Milano, 28 Luglio 2020 – Grande attenzione da parte di Regione Lombardia per il sistema fieristico e per le aziende che lo animano, soprattutto dopo l’emergenza Covid19. Va in questa direzione la delibera approvata dall’esecutivo lombardo, su proposta dell’assessore allo Sviluppo Economico Alessandro Mattinzoli. Delibera con cui si amplia la platea delle Piccole e Medie Imprese che possono beneficiare dei contributi a fondo perduto per la partecipazione a fiere con qualifica internazionale in Lombardia.

L’impegno economico della Regione si quantifica in 4.200.000 già stanziati, al netto degli importi assegnati per le domande già presentate e da presentare fino all’apertura del nuovo sportello.

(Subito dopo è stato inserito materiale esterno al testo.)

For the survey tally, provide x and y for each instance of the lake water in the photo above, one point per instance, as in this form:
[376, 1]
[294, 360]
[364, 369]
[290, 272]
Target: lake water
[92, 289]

MATTINZOLI: AIUTO ANCHE PER EXPORT

“Il cambiamento dei criteri del bando ha lo scopo di contribuire al rilancio del sistema fieristico, vetrina internazionale dei nostri settori produttivi e principale volano per l’export delle nostre piccole e medie imprese” ha commentato l’assessore Alessandro Mattinzoli dopo l’approvazione della delibera.

AMMESSE SPESE PER COMUNICAZIONE E PUBBLICITA’

Con questo provvedimento sono ammessi, oltre ai ‘nuovi espositori’ (ovvero che non abbiano partecipato alla fiera nelle ultime 2-3 edizioni) anche gli ‘espositori abituali’, ovvero quelle imprese che abbiano già partecipato alla fiera, ma con contributo ridotto rispetto ai ‘nuovi’: massimo 10.000 euro, pari al 40% delle spese per una fiera e al 50% per due o più.

Sono mantenute le stesse premialità.

Viene abbassato l’investimento minimo che passa da 8.000 a 6.000 euro ed esteso il periodo di svolgimento delle fiere ammissibili fino al 31/12/2022.

Tra le spese di consulenza vengono aggiunte anche quelle di comunicazione legate alla partecipazione alla manifestazione fieristica: materiali cartacei, pubblicità nel polo espositivo e online.